I didn’t really get better at BJJ quickly before I started to watch a lot of instructionals. Some really helped me level up my game instantly while I watched them, whereas many other were forgettable. In this article I want to share the best BJJ instructionals that I ever watched, so you can also level up your game instantly. Let’s get started!
What makes the Best BJJ instructionals the best?
Let’s specify what makes an instructional go from good to the best. In my opinion, the best BJJ instructionals are those that have:
- A common thread: You’ll be surprised how many instructionals are just semi-random collections of the favorite techniques of the instructor. Those aren’t worth it because you might as well be watching random YouTube videos. A good instructional either argues for an innovative thesis or completely exhausts a single position or theme.
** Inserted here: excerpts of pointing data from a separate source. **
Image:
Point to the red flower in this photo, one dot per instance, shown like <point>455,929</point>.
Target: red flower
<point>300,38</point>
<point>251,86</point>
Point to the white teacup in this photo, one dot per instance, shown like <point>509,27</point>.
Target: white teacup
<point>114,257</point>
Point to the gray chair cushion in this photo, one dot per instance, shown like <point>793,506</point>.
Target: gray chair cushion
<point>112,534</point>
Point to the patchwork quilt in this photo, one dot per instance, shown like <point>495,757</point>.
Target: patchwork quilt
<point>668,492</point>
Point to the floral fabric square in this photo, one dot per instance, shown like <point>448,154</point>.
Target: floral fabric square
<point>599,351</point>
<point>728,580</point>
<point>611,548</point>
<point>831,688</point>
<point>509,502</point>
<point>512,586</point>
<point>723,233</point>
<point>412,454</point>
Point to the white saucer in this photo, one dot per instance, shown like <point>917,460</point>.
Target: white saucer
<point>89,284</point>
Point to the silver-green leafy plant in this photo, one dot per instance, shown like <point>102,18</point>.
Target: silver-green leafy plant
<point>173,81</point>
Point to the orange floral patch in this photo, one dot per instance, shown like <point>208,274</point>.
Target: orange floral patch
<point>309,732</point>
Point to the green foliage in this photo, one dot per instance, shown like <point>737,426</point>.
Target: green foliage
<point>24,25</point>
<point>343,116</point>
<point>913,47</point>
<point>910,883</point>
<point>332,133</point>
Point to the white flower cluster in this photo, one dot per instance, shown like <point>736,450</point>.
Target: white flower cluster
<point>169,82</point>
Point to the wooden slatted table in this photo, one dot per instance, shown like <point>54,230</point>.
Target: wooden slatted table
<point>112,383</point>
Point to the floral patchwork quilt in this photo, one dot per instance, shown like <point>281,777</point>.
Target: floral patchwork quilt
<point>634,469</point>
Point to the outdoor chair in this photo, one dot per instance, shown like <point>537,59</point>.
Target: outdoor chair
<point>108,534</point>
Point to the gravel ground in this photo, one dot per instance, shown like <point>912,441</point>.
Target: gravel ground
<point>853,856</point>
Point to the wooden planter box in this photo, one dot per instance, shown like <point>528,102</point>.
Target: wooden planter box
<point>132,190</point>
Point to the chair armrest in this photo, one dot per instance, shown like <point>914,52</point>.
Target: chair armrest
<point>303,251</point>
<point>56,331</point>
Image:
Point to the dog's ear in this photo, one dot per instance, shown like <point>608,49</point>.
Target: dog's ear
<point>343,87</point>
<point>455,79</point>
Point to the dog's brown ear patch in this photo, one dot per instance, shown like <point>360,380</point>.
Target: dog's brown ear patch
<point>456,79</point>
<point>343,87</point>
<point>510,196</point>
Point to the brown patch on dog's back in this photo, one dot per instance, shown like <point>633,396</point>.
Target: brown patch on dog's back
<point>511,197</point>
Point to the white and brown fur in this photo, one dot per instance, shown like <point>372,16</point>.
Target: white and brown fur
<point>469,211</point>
- Great instructors: The best instructionals are those from the best instructors (who I named above). These instructors explain all the details clearly, clarify common misunderstandings, show good camera angles, have better details than others, and so forth.
- Something new: You want to learn something new from your instructional, rather than the same old techniques that everybody teaches. My favorite instructionals are those that are about a completely new topic (I’ll mention a few below), or that share new details about old positions (for this you usually need a world class competitor who figured these details out himself).
Who make the best BJJ instructionals?
The best BJJ instructionals are made by Lachlan Giles, Craig Jones, Gordon Ryan and John Danaher. They deliver the most quality by far. Between them it’s a matter of taste who you like better. Lachlan’s the most structured, Craig’s the funniest, Gordon has the most details and John explains the most.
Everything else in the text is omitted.